The socioeconomic vulnerability calculation approach presented in this paper assumes all indicators are weighted equally in the vulnerability assessment. However, if the user has specific information that confirms that, for their community, some indicators have higher vulnerability than other, then the user can assign appropriate multiplication factors to adjust for higher vulnerability of some indicators over others.

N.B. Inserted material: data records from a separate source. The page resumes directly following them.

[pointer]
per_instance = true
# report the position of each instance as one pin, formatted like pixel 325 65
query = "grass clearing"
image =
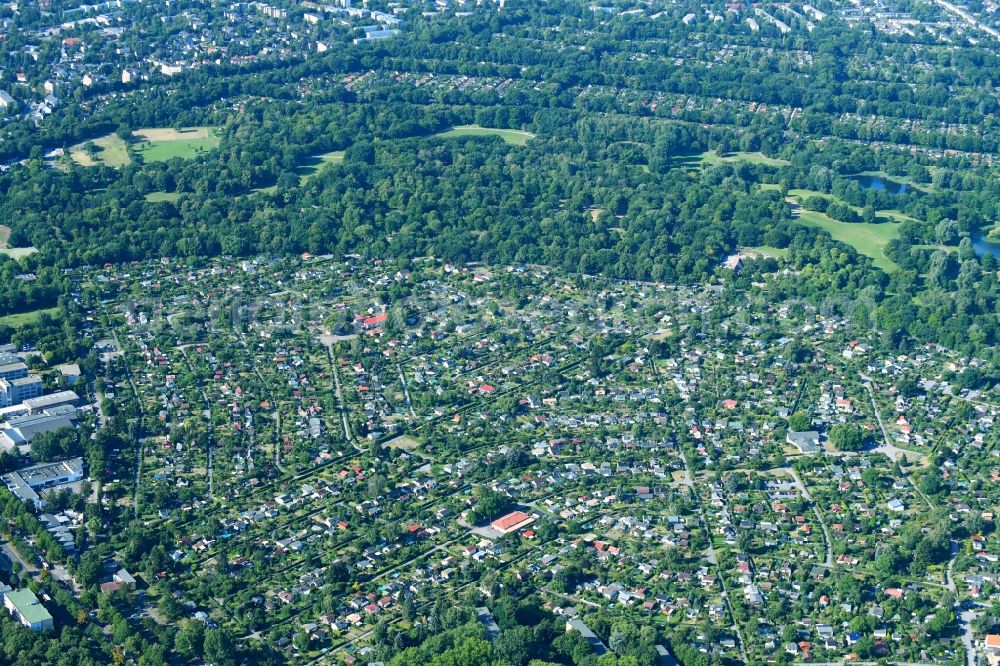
pixel 111 152
pixel 766 251
pixel 162 144
pixel 513 137
pixel 17 252
pixel 22 318
pixel 712 157
pixel 408 444
pixel 868 239
pixel 155 197
pixel 317 163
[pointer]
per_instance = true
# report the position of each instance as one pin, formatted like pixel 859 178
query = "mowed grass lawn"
pixel 868 239
pixel 712 157
pixel 12 252
pixel 110 152
pixel 513 137
pixel 316 163
pixel 154 197
pixel 162 144
pixel 22 318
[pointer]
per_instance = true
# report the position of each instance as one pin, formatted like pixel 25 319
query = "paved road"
pixel 406 390
pixel 15 556
pixel 819 517
pixel 340 398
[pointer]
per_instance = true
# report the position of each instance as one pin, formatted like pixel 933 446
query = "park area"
pixel 513 137
pixel 155 144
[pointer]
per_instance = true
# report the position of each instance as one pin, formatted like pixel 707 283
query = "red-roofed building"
pixel 512 522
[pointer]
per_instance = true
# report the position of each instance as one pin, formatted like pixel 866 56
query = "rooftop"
pixel 28 606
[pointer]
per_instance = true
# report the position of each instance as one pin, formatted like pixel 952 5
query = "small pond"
pixel 981 245
pixel 881 184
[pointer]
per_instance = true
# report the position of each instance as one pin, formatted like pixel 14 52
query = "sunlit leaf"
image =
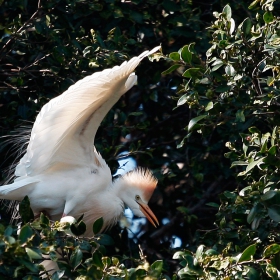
pixel 248 253
pixel 195 121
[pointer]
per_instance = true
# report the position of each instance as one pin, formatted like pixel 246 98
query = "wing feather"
pixel 64 130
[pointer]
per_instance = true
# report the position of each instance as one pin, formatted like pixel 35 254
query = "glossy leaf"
pixel 195 121
pixel 248 253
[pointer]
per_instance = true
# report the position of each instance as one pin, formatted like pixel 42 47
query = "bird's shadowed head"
pixel 135 189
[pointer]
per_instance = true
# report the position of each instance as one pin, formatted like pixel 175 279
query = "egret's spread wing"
pixel 64 130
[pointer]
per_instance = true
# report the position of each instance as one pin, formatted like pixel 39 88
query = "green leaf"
pixel 199 252
pixel 217 66
pixel 157 267
pixel 171 69
pixel 212 204
pixel 253 4
pixel 78 228
pixel 34 253
pixel 58 275
pixel 272 151
pixel 209 106
pixel 253 213
pixel 239 117
pixel 246 26
pixel 271 250
pixel 268 17
pixel 191 73
pixel 274 212
pixel 268 195
pixel 248 253
pixel 26 232
pixel 186 54
pixel 227 12
pixel 76 258
pixel 253 164
pixel 97 226
pixel 183 99
pixel 195 121
pixel 230 71
pixel 174 56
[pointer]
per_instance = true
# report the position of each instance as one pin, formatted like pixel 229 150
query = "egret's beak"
pixel 146 210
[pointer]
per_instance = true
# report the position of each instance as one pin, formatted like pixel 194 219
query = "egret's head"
pixel 136 189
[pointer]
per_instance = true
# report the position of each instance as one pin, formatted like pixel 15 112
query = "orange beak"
pixel 146 210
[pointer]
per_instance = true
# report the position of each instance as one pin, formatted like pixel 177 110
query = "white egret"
pixel 61 171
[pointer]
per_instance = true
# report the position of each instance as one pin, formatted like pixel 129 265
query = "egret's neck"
pixel 120 188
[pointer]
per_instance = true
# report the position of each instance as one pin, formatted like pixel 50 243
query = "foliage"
pixel 216 153
pixel 240 102
pixel 40 240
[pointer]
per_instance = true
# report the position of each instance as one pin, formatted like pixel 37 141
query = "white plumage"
pixel 61 171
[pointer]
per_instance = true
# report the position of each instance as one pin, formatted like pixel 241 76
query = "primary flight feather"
pixel 61 171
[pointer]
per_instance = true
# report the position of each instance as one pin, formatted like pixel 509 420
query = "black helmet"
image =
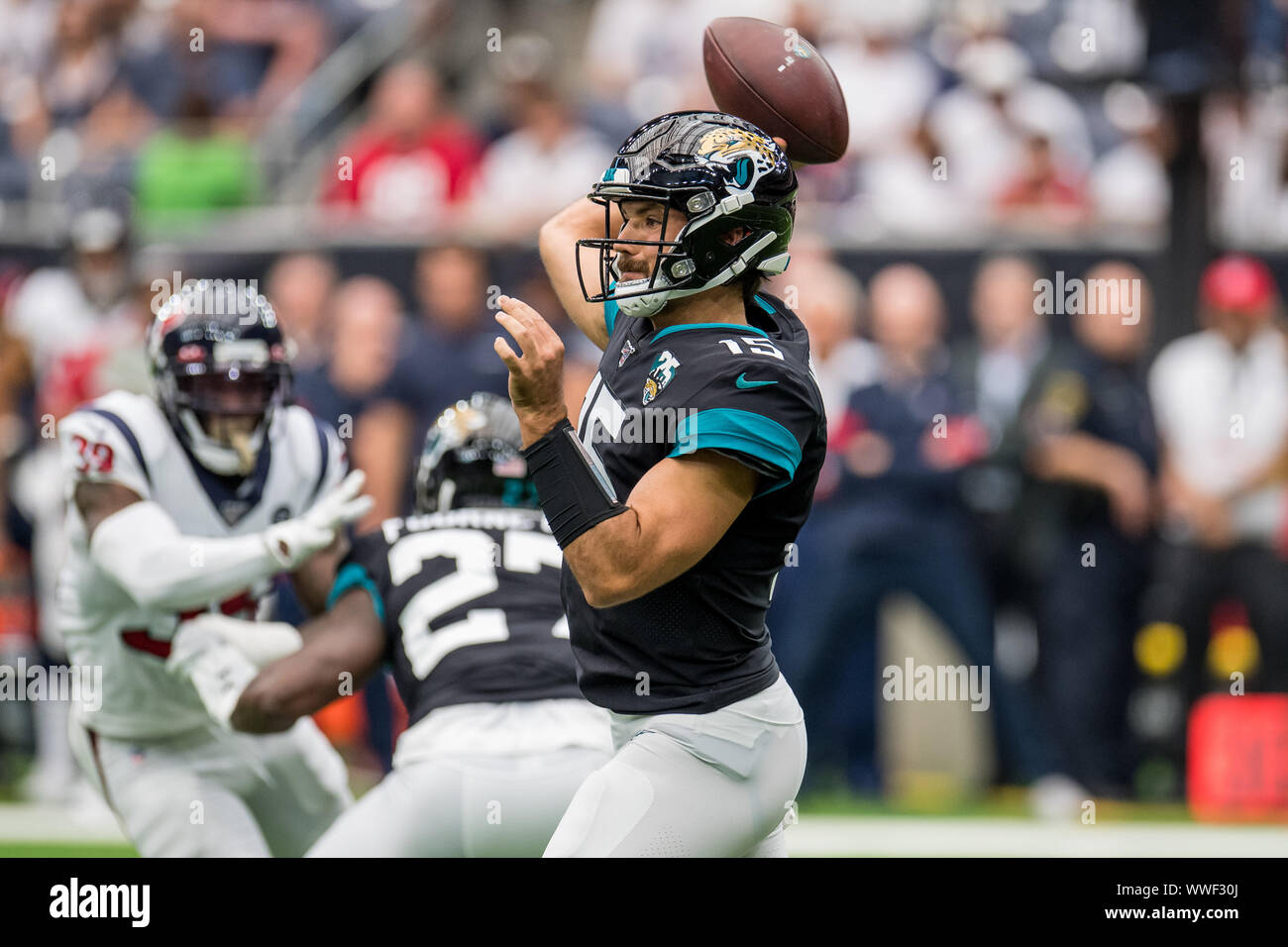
pixel 217 351
pixel 473 457
pixel 715 169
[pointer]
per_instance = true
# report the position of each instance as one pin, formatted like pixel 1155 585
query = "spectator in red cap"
pixel 1222 401
pixel 412 159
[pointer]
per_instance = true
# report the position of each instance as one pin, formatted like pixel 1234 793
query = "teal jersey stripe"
pixel 745 432
pixel 353 577
pixel 734 326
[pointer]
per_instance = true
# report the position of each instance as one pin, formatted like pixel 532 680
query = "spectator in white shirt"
pixel 1222 402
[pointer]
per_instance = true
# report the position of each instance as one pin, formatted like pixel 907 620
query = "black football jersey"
pixel 469 600
pixel 699 642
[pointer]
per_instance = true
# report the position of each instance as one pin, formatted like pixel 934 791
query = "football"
pixel 774 78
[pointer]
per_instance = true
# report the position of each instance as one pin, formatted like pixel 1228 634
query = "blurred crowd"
pixel 1031 116
pixel 1098 515
pixel 1102 522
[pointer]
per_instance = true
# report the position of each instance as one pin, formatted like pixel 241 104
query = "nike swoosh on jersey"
pixel 743 382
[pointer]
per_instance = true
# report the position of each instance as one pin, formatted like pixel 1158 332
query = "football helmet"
pixel 473 457
pixel 719 171
pixel 220 368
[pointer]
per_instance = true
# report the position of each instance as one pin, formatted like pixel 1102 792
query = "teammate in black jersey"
pixel 691 471
pixel 463 599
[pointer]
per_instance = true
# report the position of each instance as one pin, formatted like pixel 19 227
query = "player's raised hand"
pixel 295 540
pixel 536 372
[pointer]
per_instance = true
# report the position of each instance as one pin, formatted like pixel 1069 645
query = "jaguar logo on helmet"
pixel 730 142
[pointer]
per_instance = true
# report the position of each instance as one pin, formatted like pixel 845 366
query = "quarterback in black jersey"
pixel 463 600
pixel 687 476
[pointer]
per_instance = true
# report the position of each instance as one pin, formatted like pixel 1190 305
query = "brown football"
pixel 774 78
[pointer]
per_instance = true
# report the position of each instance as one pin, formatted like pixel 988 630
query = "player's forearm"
pixel 612 562
pixel 282 693
pixel 142 551
pixel 1080 459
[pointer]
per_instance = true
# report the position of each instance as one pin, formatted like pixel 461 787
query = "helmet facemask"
pixel 473 457
pixel 227 414
pixel 712 169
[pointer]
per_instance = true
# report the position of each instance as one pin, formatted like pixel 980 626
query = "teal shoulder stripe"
pixel 733 326
pixel 353 577
pixel 745 432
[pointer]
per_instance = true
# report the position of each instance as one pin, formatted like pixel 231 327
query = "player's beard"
pixel 237 434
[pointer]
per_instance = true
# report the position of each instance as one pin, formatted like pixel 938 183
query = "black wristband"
pixel 574 493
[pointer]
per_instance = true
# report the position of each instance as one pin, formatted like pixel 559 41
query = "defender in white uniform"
pixel 180 504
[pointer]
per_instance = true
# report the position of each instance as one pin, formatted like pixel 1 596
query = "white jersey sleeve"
pixel 98 445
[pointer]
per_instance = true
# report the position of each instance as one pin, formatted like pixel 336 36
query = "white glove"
pixel 215 668
pixel 295 540
pixel 262 642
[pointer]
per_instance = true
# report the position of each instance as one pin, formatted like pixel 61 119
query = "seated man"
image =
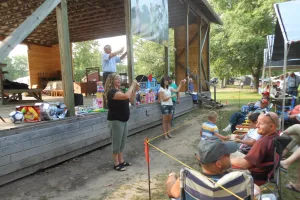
pixel 248 140
pixel 214 160
pixel 239 117
pixel 262 151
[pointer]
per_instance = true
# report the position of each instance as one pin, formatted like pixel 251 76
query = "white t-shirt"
pixel 167 93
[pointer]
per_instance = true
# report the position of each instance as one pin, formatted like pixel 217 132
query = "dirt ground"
pixel 91 177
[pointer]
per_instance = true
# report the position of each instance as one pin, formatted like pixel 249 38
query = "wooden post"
pixel 167 63
pixel 187 43
pixel 130 63
pixel 208 54
pixel 127 6
pixel 200 58
pixel 1 83
pixel 65 56
pixel 18 35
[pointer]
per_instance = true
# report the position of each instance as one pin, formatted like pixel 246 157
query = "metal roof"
pixel 91 19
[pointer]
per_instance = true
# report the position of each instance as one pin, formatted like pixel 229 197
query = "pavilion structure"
pixel 48 27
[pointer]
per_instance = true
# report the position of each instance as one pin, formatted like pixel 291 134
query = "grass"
pixel 235 100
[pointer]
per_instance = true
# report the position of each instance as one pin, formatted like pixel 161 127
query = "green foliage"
pixel 149 56
pixel 17 67
pixel 85 55
pixel 237 46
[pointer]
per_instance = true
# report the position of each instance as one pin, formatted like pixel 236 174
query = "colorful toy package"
pixel 31 113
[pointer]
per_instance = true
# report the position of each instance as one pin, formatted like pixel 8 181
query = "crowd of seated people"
pixel 213 154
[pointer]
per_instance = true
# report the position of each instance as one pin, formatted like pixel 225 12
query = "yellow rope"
pixel 195 170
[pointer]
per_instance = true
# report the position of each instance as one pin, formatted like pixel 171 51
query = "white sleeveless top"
pixel 167 93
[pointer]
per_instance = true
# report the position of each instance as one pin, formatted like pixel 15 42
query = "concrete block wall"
pixel 28 149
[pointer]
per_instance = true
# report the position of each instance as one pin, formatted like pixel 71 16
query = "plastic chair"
pixel 274 175
pixel 195 185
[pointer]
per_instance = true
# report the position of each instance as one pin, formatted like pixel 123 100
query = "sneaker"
pixel 228 128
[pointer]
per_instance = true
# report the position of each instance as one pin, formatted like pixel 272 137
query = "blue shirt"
pixel 208 130
pixel 109 64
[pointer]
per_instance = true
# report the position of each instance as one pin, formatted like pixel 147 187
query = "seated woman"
pixel 239 117
pixel 248 140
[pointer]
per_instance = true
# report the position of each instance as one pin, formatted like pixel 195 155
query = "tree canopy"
pixel 237 46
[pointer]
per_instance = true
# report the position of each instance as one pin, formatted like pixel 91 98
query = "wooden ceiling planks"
pixel 88 19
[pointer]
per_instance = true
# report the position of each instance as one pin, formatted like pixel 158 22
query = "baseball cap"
pixel 212 149
pixel 266 93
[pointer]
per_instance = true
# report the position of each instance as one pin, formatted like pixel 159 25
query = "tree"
pixel 17 67
pixel 85 55
pixel 237 46
pixel 149 56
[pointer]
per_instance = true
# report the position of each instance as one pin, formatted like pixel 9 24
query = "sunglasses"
pixel 266 113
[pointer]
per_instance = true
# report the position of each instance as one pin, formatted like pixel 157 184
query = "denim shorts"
pixel 167 109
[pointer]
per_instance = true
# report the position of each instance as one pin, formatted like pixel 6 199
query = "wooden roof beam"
pixel 26 28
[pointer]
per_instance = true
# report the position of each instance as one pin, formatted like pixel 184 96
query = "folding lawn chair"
pixel 195 185
pixel 274 175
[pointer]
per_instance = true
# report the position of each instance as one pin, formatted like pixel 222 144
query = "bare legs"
pixel 167 126
pixel 118 158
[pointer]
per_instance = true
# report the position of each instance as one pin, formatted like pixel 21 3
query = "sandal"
pixel 119 167
pixel 290 186
pixel 125 164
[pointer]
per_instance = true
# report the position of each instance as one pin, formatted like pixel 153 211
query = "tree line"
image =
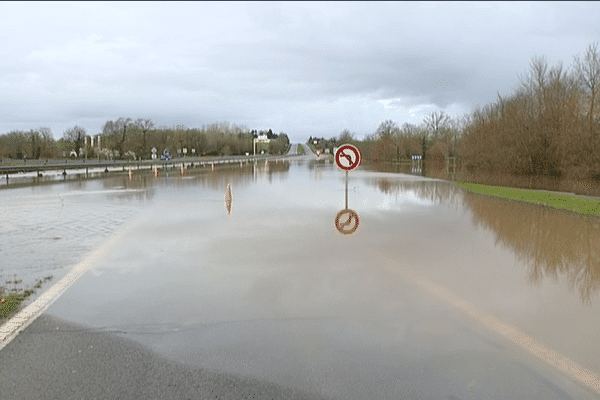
pixel 126 138
pixel 548 126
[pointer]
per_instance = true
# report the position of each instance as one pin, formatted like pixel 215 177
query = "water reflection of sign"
pixel 347 222
pixel 347 157
pixel 228 199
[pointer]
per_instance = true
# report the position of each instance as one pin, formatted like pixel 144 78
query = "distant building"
pixel 262 138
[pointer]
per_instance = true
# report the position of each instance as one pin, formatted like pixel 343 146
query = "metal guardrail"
pixel 86 164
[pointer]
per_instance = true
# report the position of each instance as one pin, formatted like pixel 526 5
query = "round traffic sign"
pixel 347 157
pixel 347 222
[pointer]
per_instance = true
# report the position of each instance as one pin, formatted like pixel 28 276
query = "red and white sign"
pixel 347 157
pixel 347 221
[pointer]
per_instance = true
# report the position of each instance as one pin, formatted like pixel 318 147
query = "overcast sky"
pixel 301 68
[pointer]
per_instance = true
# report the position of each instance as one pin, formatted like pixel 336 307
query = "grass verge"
pixel 569 202
pixel 10 301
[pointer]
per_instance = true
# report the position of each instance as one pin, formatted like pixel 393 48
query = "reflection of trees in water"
pixel 430 190
pixel 550 242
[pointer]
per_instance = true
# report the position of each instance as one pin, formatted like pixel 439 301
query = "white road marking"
pixel 521 339
pixel 10 329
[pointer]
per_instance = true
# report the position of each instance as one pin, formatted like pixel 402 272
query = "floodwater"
pixel 269 288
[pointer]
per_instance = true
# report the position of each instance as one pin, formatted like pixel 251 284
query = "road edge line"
pixel 11 328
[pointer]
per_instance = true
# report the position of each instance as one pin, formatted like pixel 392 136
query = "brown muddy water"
pixel 189 270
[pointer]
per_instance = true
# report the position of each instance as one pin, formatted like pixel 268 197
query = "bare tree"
pixel 436 122
pixel 144 125
pixel 76 136
pixel 387 129
pixel 345 137
pixel 587 74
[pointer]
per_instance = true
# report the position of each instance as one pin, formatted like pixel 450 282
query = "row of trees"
pixel 128 138
pixel 437 136
pixel 549 126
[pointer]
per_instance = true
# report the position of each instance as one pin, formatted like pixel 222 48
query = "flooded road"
pixel 269 289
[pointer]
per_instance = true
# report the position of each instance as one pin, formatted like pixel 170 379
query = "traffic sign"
pixel 166 155
pixel 347 157
pixel 347 222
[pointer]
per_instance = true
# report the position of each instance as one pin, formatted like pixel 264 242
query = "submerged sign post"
pixel 347 158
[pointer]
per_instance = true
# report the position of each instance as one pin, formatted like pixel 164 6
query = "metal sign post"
pixel 347 158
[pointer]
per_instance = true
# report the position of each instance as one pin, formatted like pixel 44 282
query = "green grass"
pixel 10 300
pixel 569 202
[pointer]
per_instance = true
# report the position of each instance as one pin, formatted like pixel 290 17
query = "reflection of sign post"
pixel 347 222
pixel 347 157
pixel 228 199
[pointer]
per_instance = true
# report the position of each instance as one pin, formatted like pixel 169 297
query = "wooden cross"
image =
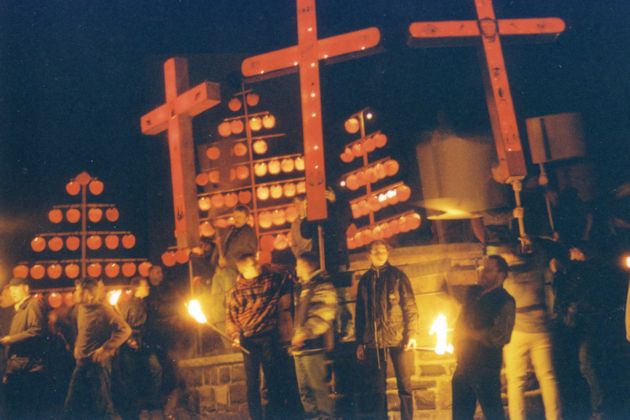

As the framework presented in this paper is based on indicators, the accuracy of combined vulnerability depends on the accuracy of the indicators’ data. It is also important that potential discrepancies in the results be noted. However, as the approach allows for relative vulnerability comparison among the study units, uncertainties are assumed to be equally weighed. In this way, uncertainty is not removed, but is integrated into the assessment. Overall, the successful assessment of vulnerability is predicated on the generation of a comprehensive set of vulnerability metrics that fully and accurately describe the exposure [41
As a continuation of the current research presented in this paper, we plan to explore quantification of vulnerability in public health sector from projected climate change scenarios. Climate change is an area of intense research and has gradually evolved into a multidisciplinary field. In the public health sector, impact from climate change can be influenced by many factors, including the severity as well as other characteristics of storms, such as the exact timing and location of impact and the unique geographic and topographic characteristics of the affected area. The next phase of our study is to augment the systematic approach that we developed here with future climate change scenarios of coastal communities. The focus of our planned research will be to identify public health indicators (such as existing diseases, age, etc.) and health infrastructure in coastal counties to assess the public health vulnerability from projected climate change scenarios.